INSTRUCTIONS FOR SALAD:
Make the salad in a broad, low-sided dish, such as a clear 9x13-inch baking dish.

Cut the cucumbers and bell peppers into chunky pieces, about 1-inch or so. Cut the tomatoes into chunky wedges. If using cherry tomatoes, either cut in half or leave whole. Cut onions into thin wedges and separate the pieces.

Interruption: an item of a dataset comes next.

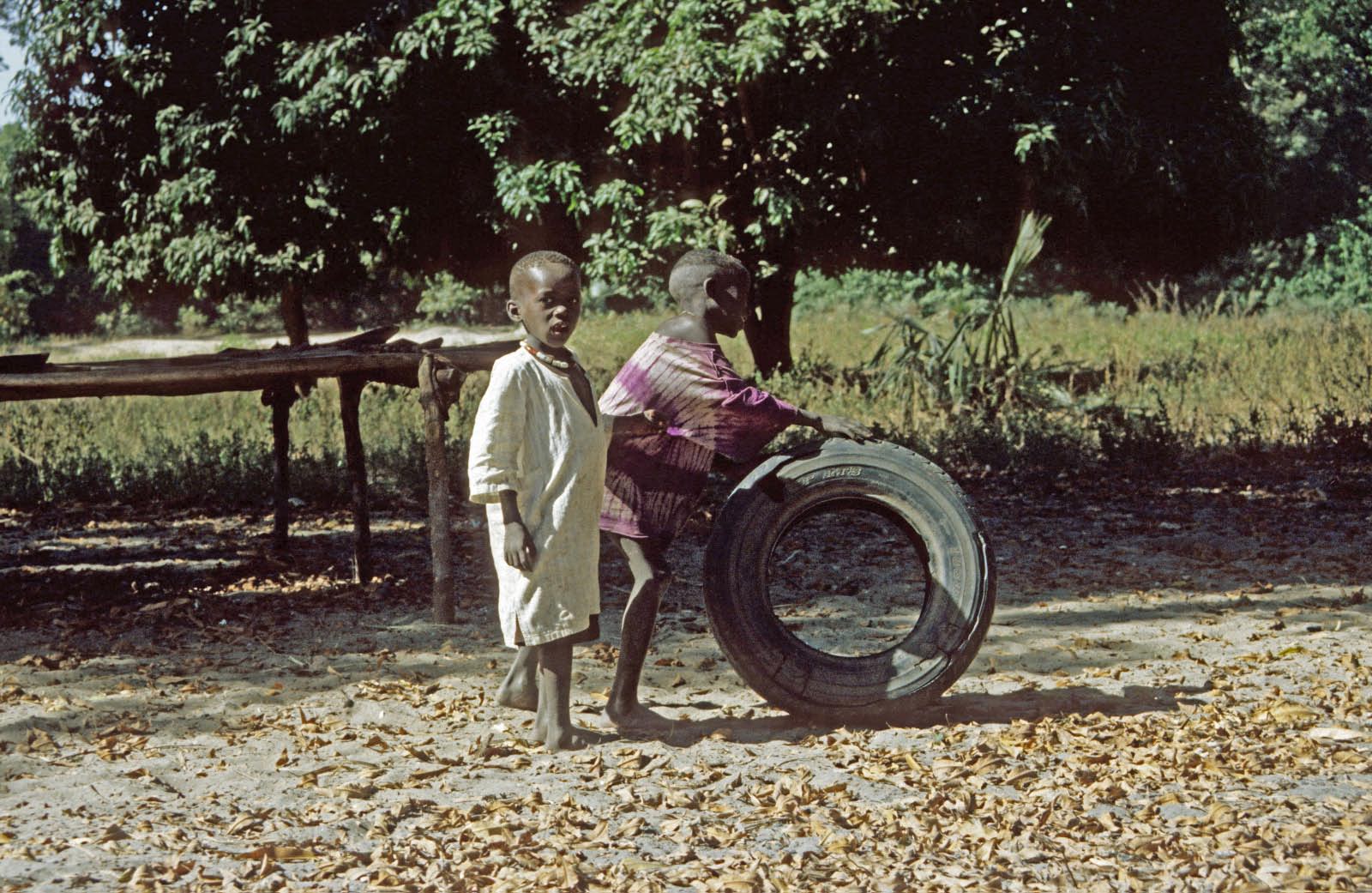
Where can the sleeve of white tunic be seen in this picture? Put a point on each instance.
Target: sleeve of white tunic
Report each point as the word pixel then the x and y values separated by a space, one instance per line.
pixel 533 435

Start by covering the bottom of the dish with a light layer of romaine lettuce. Don't make it too deep since lettuce is not the point of this salad. Add generous layers of cucumber, bell pepper, tomatoes and red onions. Sprinkle on green olives (about a cup or enough to evenly dot the surface) and a light layer of feta cheese, in that order. Cover and refrigerate.

Thirty to 45 minutes before serving, drizzle on the dressing. It should be a generous amount enough to nearly cover the entire surface. Do not toss the salad. Cover and return to the 'fridge until serving.

Number Of Servings:
Number Of Servings:
8
Preparation Time:
Preparation Time:
30 minutes
Personal Notes:
Personal Notes:
My Greek salad dressing is essentially a garlic puree, so if you like garlic and the dressing seems too thin, keep adding cloves of garlic and pureeing until it is relatively thick, like a sauce. If you don't like so much garlic, try adding more oil if there is too much lemon juice. Keep adjusting the other seasonings, as necessary. I usually add lots more pepper and a bit more salt. Make sure the oregano holds its own against the garlic and that there is enough salt to marry the flavors. Don't worry, this dressing will become easier each time you make it and probably be a lot different with each person's individual taste.